Americans used to be free to practice interior design work and succeed or fail based solely on their skills. But, to the detriment of consumers and would-be entrepreneurs, that is changing. The American Society of Interior Designers, an industry trade group, would like state governments to define what it means to be an interior designer and then dictate who may perform that work. The group and its allies have successfully lobbied 22 states and the District of Columbia to impose stringent education and training requirements that create a single route to practicing interior design or to using titles associated with interior design work.
Drawing upon national census data, this report finds that interior design regulations not only create serious barriers to entry for entrepreneurs, but also raise costs for consumers.
We find evidence that in states where interior designers are regulated, consumers are paying higher prices for design services, fewer entrepreneurs are able to enter the market, and blacks, Hispanics and those wishing to switch careers later in life are being disproportionately excluded from the field.
Specific findings include:
Interior design firms in regulated states earn significantly more than those in unregulated states—about $7.2 million in a city with a population of one million.
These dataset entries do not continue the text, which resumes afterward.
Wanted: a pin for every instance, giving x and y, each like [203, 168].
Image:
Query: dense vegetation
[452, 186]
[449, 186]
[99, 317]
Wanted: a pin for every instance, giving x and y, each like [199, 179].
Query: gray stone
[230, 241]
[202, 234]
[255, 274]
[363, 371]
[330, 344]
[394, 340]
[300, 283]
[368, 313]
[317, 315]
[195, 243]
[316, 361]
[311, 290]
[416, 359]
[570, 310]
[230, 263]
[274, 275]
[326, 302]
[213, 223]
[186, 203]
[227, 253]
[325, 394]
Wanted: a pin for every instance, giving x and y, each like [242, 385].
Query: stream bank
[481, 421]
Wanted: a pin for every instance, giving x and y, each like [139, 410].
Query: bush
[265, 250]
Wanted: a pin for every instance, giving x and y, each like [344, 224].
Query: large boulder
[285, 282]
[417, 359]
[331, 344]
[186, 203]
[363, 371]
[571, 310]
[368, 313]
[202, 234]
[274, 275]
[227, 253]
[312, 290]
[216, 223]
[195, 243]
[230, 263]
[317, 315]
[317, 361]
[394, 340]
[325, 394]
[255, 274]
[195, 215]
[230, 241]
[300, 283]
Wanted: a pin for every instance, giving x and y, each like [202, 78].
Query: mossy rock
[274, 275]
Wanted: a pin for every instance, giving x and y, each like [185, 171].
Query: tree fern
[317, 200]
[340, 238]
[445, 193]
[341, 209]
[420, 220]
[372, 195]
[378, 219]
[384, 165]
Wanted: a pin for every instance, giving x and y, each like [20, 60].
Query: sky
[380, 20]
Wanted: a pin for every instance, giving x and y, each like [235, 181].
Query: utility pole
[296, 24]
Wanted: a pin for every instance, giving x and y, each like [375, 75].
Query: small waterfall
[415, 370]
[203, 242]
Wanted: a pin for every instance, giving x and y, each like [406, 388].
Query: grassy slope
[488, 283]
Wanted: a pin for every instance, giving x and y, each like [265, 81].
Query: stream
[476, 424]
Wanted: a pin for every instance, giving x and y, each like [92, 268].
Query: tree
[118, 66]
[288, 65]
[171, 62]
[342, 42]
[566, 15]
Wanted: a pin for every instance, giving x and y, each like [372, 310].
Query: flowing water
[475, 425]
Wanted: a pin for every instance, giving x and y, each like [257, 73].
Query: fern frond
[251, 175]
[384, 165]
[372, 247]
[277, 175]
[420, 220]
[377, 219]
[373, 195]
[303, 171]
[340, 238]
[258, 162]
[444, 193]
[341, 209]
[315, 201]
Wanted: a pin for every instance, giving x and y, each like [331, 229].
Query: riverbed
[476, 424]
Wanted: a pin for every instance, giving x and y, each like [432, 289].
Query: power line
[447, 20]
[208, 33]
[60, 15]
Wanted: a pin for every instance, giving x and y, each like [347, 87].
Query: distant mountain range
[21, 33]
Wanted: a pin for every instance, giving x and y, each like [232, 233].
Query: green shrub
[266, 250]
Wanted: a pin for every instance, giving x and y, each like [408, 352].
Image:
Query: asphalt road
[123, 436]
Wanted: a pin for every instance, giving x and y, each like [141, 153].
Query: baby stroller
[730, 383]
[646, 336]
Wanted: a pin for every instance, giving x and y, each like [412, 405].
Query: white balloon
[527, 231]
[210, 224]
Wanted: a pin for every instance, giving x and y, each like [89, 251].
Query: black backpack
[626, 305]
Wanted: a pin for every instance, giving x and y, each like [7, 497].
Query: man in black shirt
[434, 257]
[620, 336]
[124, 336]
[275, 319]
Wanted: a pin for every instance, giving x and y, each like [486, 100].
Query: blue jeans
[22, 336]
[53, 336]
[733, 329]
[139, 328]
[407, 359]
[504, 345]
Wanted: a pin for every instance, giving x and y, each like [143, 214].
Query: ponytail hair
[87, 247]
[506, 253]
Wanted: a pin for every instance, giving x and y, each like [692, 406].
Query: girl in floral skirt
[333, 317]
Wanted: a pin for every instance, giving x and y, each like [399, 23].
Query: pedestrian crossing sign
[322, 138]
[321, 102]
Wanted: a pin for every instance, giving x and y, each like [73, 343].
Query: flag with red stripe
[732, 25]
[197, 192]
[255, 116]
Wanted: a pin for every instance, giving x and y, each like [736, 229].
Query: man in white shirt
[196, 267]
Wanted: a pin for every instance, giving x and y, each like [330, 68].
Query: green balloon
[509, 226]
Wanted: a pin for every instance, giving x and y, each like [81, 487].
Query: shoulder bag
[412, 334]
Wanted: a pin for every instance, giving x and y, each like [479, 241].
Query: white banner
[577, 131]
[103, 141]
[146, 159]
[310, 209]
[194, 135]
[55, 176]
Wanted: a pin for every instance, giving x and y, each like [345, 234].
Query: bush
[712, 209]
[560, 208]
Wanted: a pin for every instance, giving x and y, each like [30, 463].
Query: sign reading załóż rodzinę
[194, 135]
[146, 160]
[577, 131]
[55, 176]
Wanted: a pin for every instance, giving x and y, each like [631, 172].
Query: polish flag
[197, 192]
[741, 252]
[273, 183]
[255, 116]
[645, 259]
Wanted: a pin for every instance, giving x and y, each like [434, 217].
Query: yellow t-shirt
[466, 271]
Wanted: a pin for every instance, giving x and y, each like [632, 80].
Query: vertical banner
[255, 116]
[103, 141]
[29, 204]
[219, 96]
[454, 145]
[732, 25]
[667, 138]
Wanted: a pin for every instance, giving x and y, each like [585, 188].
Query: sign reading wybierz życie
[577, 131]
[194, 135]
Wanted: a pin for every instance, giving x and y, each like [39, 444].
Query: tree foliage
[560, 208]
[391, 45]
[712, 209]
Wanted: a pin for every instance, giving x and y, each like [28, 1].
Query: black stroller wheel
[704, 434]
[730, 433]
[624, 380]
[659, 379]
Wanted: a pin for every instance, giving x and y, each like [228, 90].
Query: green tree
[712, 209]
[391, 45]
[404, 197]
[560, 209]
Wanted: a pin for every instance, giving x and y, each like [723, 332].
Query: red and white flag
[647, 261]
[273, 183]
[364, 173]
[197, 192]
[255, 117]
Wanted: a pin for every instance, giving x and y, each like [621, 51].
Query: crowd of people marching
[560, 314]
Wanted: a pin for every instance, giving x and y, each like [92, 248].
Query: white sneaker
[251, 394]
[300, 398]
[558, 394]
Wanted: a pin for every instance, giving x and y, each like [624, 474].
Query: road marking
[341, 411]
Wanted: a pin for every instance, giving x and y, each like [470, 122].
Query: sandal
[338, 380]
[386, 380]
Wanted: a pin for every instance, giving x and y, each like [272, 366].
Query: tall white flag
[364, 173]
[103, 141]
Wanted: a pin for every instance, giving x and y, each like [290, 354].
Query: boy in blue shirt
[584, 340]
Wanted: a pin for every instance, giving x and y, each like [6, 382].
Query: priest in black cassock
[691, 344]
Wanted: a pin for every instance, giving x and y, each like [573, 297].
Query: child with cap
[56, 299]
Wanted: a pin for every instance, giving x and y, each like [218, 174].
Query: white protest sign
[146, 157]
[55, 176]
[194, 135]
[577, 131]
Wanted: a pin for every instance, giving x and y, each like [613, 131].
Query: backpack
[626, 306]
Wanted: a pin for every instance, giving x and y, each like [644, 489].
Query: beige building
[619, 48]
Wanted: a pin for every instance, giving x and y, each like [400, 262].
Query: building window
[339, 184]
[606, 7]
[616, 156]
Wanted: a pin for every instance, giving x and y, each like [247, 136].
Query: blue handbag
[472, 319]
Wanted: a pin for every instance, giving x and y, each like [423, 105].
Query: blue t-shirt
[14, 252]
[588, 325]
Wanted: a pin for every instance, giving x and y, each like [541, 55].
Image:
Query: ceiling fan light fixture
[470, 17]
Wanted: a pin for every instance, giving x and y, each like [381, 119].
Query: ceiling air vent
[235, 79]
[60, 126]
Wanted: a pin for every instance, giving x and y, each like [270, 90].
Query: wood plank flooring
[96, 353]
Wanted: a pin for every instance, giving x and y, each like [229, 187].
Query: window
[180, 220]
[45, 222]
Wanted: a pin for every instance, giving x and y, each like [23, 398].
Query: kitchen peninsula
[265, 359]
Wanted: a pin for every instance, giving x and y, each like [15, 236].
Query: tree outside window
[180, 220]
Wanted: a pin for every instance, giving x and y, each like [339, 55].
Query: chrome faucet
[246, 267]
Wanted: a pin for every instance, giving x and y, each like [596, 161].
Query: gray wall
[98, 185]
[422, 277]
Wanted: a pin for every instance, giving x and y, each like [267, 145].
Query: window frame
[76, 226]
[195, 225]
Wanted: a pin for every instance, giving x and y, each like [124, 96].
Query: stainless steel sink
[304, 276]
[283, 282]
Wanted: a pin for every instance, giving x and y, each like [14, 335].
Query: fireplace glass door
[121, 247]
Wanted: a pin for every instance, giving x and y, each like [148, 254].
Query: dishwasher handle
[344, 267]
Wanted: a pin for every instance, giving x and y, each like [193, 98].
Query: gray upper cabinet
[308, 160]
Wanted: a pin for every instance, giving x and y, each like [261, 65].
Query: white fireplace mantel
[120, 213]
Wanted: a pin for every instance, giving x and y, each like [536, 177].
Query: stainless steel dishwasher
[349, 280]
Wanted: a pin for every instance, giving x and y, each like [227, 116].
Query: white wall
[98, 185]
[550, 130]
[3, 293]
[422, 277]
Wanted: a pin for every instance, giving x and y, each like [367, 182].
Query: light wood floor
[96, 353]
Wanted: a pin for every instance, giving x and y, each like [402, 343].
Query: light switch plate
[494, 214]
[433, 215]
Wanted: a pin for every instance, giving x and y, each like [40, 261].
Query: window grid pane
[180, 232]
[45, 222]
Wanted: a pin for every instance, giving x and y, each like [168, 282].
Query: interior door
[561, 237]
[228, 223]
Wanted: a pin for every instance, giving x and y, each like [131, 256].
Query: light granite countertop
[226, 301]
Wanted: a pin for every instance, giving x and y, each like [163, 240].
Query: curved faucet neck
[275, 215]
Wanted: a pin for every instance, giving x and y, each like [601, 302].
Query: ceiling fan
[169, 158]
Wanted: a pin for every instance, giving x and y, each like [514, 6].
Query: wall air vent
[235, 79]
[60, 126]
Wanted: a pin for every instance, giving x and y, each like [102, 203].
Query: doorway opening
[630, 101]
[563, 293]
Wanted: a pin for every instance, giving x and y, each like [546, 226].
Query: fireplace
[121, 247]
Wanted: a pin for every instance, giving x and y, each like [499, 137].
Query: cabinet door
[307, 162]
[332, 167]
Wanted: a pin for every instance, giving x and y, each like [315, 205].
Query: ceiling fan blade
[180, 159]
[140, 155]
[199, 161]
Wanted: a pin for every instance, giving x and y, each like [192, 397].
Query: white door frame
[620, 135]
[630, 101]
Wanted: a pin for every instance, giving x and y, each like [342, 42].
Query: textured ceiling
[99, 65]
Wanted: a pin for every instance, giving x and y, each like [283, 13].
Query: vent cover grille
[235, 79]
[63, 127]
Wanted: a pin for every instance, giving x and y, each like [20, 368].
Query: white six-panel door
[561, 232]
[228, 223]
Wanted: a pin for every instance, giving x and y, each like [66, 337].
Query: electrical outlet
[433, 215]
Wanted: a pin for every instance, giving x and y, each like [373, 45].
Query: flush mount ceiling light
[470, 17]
That means higher prices for consumers, as lower-cost competition is simply outlawed by the licensing regulations.
In regulated states, the number of interior designers fell by an estimated 1,300 between 1990 and 2000, demonstrating that regulation is limiting economic opportunity in interior design.
Black and Hispanic interior designers are nearly 30 percent less likely to have college degrees than white designers. Thus, regulations with academic requirements disproportionately shut minorities out of the field.
Similarly, older interior designers are 12 percent less likely to have college degrees in regulated states, indicating that these regulations keep out those who switch to an interior design career later in life.